Rule #3 – It's Not About Your Product
(from 42 Rules to Increase Sales Effectiveness)
The products sold in the marketplace, whether to businesses or consumers, are broad in scope, complexity and value. As salespeople we are selling commercial and consumer products both domestically and globally, including financial products, real estate, home and personal products, hardware and software solutions, consulting and professional services, to individuals and businesses large and small and ranging from tens to thousands to many millions of dollars in value. In our selling jobs, the products we sell are great, cool, fun, helpful, worthy, comprehensive, leading-edge, powerful and awesome. We spend many hours getting trained on them, learning their features and benefits and being able to articulate use-cases and even demonstrate them ourselves.
It’s very easy to become focused on the value of our products.
While we’ve learned in Rule 2 that “It’s not about you,” I can tell you with assurance that to be effective in sales, it’s also not about your products. You might be saying, “But my product really is helpful for businesses and streamlines operations while cutting costs, and it comes in blue.” This may all be true, but it’s really beside the point. This is one of the toughest lessons for us salespeople to learn.
Certainly we need to know and understand our products and services, as well as articulate the benefits and value they bring to our prospects and customers. But as we will discuss further in Rule 4, our customers have far deeper concerns that are either on the surface clear for all to see, or hidden or even stuffed beneath layers of covering.
Of course our products may help and come to the rescue, fixing issues of which our customers were perhaps not fully aware. Again, while not irrelevant, they are only props within a scene in a bigger play. Until we recognize that, we will consistently fall into a trap of focusing our conversations too much on our great products and services, to the detriment of fully providing problem-solving solutions to our customers.
Indeed, for many reps today, the strong tendency is to speak about their products too much and too soon.
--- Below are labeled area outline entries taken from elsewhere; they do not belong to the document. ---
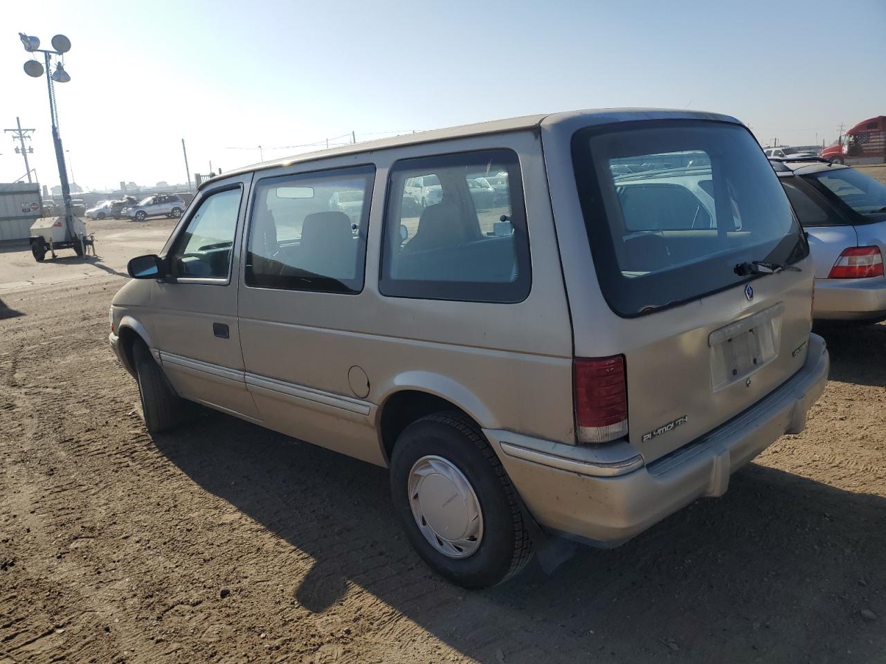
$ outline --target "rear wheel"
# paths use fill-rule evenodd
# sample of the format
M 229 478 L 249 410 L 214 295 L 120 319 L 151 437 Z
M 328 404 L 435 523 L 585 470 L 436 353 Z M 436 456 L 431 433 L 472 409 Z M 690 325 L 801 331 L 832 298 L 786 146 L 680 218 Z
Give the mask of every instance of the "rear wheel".
M 136 343 L 133 359 L 144 426 L 151 434 L 168 431 L 182 421 L 182 399 L 173 391 L 163 371 L 143 342 Z
M 460 413 L 404 429 L 391 459 L 391 491 L 407 537 L 438 574 L 488 588 L 532 558 L 523 512 L 495 452 Z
Jerry, one of the better producing reps on an enterprise sales team, was technically adept and knowledgeable. He prided himself in quickly closing business and moving on to new opportunities. His numbers bore this out. He was one of the top reps in transaction quantity, if not in average deal size. In listening and following Jerry on sales calls, it was clear that Jerry knew his products well and got to them as subject matter quickly in his sales calls and conversations. The customers didn’t mind because the product was one that when demonstrated rated a high “wow factor” – that is, it quickly impressed and interested customers. Jerry was adept at following up with price quotes and moving the deal to closure.
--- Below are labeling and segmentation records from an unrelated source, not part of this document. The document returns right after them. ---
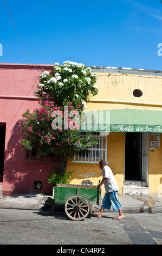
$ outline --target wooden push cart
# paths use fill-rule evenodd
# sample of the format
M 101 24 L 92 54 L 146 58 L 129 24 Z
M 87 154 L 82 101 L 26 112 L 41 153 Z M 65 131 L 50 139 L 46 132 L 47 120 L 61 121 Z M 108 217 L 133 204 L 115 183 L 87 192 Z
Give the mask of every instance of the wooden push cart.
M 101 190 L 97 186 L 58 184 L 54 188 L 54 198 L 44 197 L 39 202 L 40 212 L 51 214 L 56 203 L 64 203 L 67 216 L 73 221 L 81 221 L 88 216 L 90 205 L 100 205 Z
This is all well and good except when one considers the opportunity lost in his hurry to close business and move on. When Jerry was taught to restrain from discussing and demonstrating the product too soon and spend appropriate time (note, not necessarily too much time, mind you, in his environment) exploring the application of his product to other departmental seats and broader implementation within the IT environment, he increased his average deal size by almost 25%.
Likewise, with those selling less complicated products, while our products are great, our focus still needs to be on the simple use or application of our product. The point is that the product is not the focus, rather it is the application of the product as it addresses the issues, needs and problems of the customer.
Do you speak about your products too much and too soon?